L’ordonnance 2020-460 du 22 avril portant diverses mesures prises pour faire face à l'épidémie de Covid-19 du 22 avril dernier, qui avait posé un premier jalon en la matière, est ainsi complétée par une autre ordonnance 2020-507 du 2 mai, adaptant temporairement les délais applicables pour la consultation et l'information du CSE afin de faire face à cette épidémie, ainsi que par deux décrets d’application 2020-508 et 2020-509 du même jour.
À noter : Ces mesures vont dans le même sens que celles facilitant la tenue des réunions du CSE par visio-conférence, conférence audio ou messagerie instantanée (voir La Quotidienne du 20 avril 2020) : « fluidifier » le fonctionnement des institutions représentatives du personnel en temps de crise.
Une transmission accélérée de l’ordre du jour des réunions…
On attendait un décret définissant les délais dérogatoires de consultation et d’information du CSE sur les décisions de l’employeur visant à faire face aux conséquences de l’épidémie et le déroulement des expertises réalisées à la demande du CSE consulté ou informé dans ce cadre. C’est en effet ce qu’avait prévu l’article 9 de l’ordonnance 2020-460 du 22 avril dernier. On a, en plus de ce décret (voir ci-dessous), une autre ordonnance
L’ordonnance 2020-507 du 2 mai s’attaque en effet à une « séquence temporelle » de la procédure consultative que l’ordonnance 2020-460 n’avait pas envisagée, les délais de communication de l’ordre du jour du CSE. Elle la modifie en ce sens.
Des délais raccourcis
Les délais de transmission de l’ordre du jour des réunions par le président aux membres du comité, lorsque celui-ci est consulté sur les décisions de l'employeur visant à faire face aux conséquences de l’épidémie (voir n° 5 ci-dessous), sont ainsi ramenés (Ord. 2020-507, art. 1er, 1° ; ord. 2020-460 modifiée art. 9-I) :
- pour le CSE à 2 jours au moins avant la réunion (au lieu de 3) ;
- pour le CSE central d’entreprise à 3 jours au moins avant la réunion (au lieu de 8).
Ces délais, exprimés en jours calendaires dérogent tant aux délais conventionnels qu’aux délais supplétifs prévus par les articles L 2315-30 (CSE) et L 2316-17 (CSE central d’entreprise) du Code du travail.
À noter : En application de l’article L 2315-30 du Code du travail, l’ordre du jour du CSE devra, dans les mêmes délais, être communiqué à l’inspecteur du travail ainsi qu’à l’agent des services de prévention des organismes de sécurité sociale.
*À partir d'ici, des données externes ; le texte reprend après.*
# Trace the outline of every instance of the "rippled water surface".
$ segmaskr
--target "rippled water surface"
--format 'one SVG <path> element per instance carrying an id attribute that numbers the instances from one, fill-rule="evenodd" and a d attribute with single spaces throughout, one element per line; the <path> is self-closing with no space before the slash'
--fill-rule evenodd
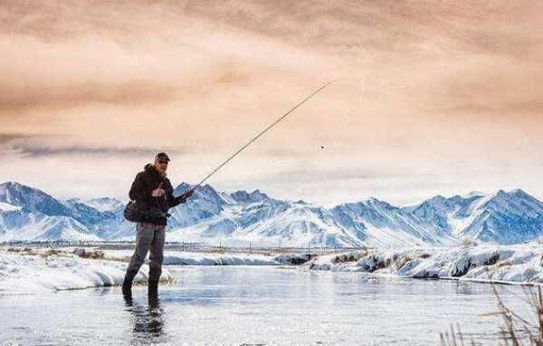
<path id="1" fill-rule="evenodd" d="M 170 266 L 177 282 L 0 296 L 2 344 L 329 345 L 439 343 L 458 322 L 465 339 L 496 344 L 491 285 L 269 266 Z M 519 286 L 499 286 L 530 316 Z"/>

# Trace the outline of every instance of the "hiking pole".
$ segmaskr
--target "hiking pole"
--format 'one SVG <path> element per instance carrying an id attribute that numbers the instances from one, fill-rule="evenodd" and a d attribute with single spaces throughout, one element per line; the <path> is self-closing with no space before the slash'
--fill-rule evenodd
<path id="1" fill-rule="evenodd" d="M 202 181 L 200 181 L 198 184 L 196 184 L 193 188 L 191 188 L 191 190 L 195 190 L 196 187 L 200 187 L 205 180 L 207 180 L 211 176 L 213 176 L 217 170 L 221 169 L 224 165 L 226 165 L 228 162 L 230 162 L 230 160 L 232 159 L 233 159 L 234 157 L 236 157 L 240 152 L 242 152 L 245 148 L 249 147 L 252 142 L 254 142 L 256 139 L 258 139 L 262 135 L 263 135 L 264 133 L 266 133 L 269 130 L 271 130 L 272 127 L 274 127 L 277 123 L 279 123 L 280 121 L 281 121 L 283 119 L 285 119 L 289 114 L 291 114 L 291 112 L 293 112 L 297 108 L 299 108 L 300 106 L 301 106 L 303 103 L 305 103 L 305 101 L 307 101 L 308 100 L 310 100 L 310 98 L 312 98 L 313 96 L 315 96 L 316 94 L 318 94 L 319 92 L 320 92 L 320 91 L 322 91 L 323 89 L 325 89 L 326 87 L 328 87 L 329 85 L 330 85 L 330 83 L 334 82 L 334 81 L 330 81 L 327 83 L 325 83 L 324 85 L 322 85 L 320 88 L 317 89 L 315 91 L 313 91 L 310 96 L 306 97 L 303 101 L 300 101 L 296 106 L 292 107 L 291 109 L 290 109 L 286 113 L 284 113 L 281 118 L 279 118 L 277 120 L 273 121 L 272 124 L 270 124 L 266 129 L 264 129 L 263 130 L 262 130 L 259 134 L 257 134 L 256 136 L 254 136 L 251 140 L 249 140 L 245 145 L 243 145 L 242 148 L 240 148 L 236 152 L 234 152 L 233 154 L 232 154 L 228 159 L 226 159 L 224 160 L 224 162 L 223 162 L 222 164 L 220 164 L 216 168 L 214 168 L 211 173 L 209 173 L 204 179 L 202 179 Z"/>

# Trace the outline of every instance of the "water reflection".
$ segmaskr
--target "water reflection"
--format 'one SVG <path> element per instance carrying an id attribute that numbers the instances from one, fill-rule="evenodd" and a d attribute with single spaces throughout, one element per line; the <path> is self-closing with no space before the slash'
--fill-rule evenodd
<path id="1" fill-rule="evenodd" d="M 149 298 L 148 304 L 142 305 L 136 300 L 125 299 L 126 311 L 133 317 L 131 345 L 156 344 L 166 342 L 166 312 L 160 304 L 160 298 Z"/>

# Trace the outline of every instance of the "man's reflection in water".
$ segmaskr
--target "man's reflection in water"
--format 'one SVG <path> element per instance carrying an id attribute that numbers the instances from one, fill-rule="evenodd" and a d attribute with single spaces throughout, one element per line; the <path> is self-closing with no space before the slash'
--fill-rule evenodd
<path id="1" fill-rule="evenodd" d="M 148 306 L 141 305 L 131 298 L 125 299 L 127 311 L 134 316 L 134 328 L 132 329 L 132 345 L 153 344 L 164 342 L 167 340 L 165 333 L 165 312 L 160 306 L 159 298 L 149 298 Z"/>

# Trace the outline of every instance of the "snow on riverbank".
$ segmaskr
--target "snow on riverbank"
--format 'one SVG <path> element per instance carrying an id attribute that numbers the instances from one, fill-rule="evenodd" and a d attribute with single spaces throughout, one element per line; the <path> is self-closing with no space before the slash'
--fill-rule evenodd
<path id="1" fill-rule="evenodd" d="M 543 245 L 372 249 L 319 256 L 304 267 L 424 279 L 543 284 Z"/>
<path id="2" fill-rule="evenodd" d="M 0 294 L 69 290 L 122 284 L 132 250 L 11 248 L 0 250 Z M 305 255 L 265 255 L 166 252 L 161 281 L 173 281 L 167 265 L 281 265 L 307 261 Z M 148 262 L 146 261 L 146 262 Z M 144 264 L 136 283 L 148 279 Z"/>
<path id="3" fill-rule="evenodd" d="M 0 251 L 0 294 L 81 289 L 122 284 L 127 264 L 81 258 L 61 253 L 41 255 Z M 144 264 L 135 283 L 147 282 L 148 266 Z M 173 281 L 163 268 L 161 282 Z"/>
<path id="4" fill-rule="evenodd" d="M 103 250 L 107 258 L 129 260 L 132 250 Z M 259 255 L 165 251 L 164 265 L 280 265 L 299 264 L 309 260 L 306 254 Z"/>

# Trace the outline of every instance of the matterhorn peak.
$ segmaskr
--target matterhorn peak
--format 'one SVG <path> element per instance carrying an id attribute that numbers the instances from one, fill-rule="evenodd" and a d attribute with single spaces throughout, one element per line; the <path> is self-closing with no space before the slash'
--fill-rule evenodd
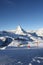
<path id="1" fill-rule="evenodd" d="M 17 29 L 18 31 L 21 31 L 22 28 L 21 28 L 20 25 L 18 25 L 16 29 Z"/>

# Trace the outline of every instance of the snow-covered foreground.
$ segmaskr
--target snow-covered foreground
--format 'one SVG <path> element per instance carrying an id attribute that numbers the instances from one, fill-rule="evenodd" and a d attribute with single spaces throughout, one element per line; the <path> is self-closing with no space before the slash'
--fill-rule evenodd
<path id="1" fill-rule="evenodd" d="M 0 50 L 0 65 L 43 65 L 43 48 Z"/>

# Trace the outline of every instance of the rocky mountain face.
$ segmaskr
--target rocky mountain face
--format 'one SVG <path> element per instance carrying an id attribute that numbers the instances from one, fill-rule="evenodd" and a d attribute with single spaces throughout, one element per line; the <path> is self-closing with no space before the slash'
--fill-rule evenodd
<path id="1" fill-rule="evenodd" d="M 21 26 L 16 30 L 0 31 L 0 48 L 6 46 L 19 47 L 28 43 L 43 42 L 43 29 L 27 32 Z"/>

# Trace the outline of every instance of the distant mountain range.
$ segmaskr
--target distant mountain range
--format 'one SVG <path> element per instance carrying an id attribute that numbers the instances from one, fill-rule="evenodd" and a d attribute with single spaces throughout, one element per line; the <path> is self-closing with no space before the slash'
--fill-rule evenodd
<path id="1" fill-rule="evenodd" d="M 20 47 L 36 42 L 43 42 L 43 29 L 27 32 L 21 26 L 18 26 L 16 30 L 0 31 L 0 48 Z"/>

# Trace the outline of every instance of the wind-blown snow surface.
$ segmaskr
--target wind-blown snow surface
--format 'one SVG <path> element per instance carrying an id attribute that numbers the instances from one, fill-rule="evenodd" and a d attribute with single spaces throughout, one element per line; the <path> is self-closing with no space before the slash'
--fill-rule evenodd
<path id="1" fill-rule="evenodd" d="M 43 65 L 43 49 L 0 50 L 0 65 Z"/>
<path id="2" fill-rule="evenodd" d="M 34 44 L 43 47 L 43 29 L 25 31 L 21 26 L 16 30 L 0 31 L 0 49 L 12 47 L 34 47 Z"/>

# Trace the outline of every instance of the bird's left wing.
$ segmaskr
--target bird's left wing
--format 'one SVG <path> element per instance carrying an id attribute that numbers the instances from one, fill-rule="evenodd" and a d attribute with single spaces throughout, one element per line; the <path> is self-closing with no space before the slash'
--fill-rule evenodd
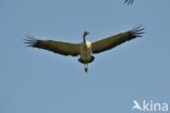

Le médecin du travail devra aussi être averti, puisqu'il assiste, rappelons-le, en application de l’article L 2314-3 du Code du travail, aux réunions du CSE sur les points de l’ordre du jour relatifs aux questions relatives à la santé, à la sécurité et aux conditions de travail.
Un champ d’application limité
Sont concernées les procédures d’information ou de consultation portant sur les décisions de l'employeur ayant pour objectif de faire face aux conséquences économiques, financières et sociales de la propagation de l'épidémie de Covid-19 (Ord. 2020-507, art. 1er, 1° ; ord. 2020-460 modifiée art. 9-I).
Les délais raccourcis de transmission de l’ordre du jour ne sont toutefois pas applicables aux informations et consultations menées dans le cadre de l'une ou l'autre des procédures suivantes (Ord. 2020-507, art. 1er, 3° ; ord. 2020-460 modifiée art. 9-III) :
1° licenciement de 10 salariés ou plus dans une même période de 30 jours dans les conditions prévues à la section 4 du chapitre III du titre III du livre II de la première partie du Code du travail ;
2° accord de performance collective.
À notre avis : Aux termes du rapport au Président de la République sur l’ordonnance 2020-507, ne sont pas concernées par les délais raccourcis de communication de l’ordre du jour les décisions de l’employeur relatives aux PSE, c’est à dire prises dans les entreprises d’au moins 50 salariés. En effet, même si les procédures de licenciement d’au moins 10 personnes menées dans des entreprises de moins de 50 salariés sont couvertes par la section 4 du chapitre III du titre III du livre II de la première partie du Code du travail, les dispositions des ordonnances 2020-460 (art. 9) et 2020-507 dérogent à des articles figurant dans la partie du Code du travail consacrée aux seules entreprises d’au moins 50 salariés.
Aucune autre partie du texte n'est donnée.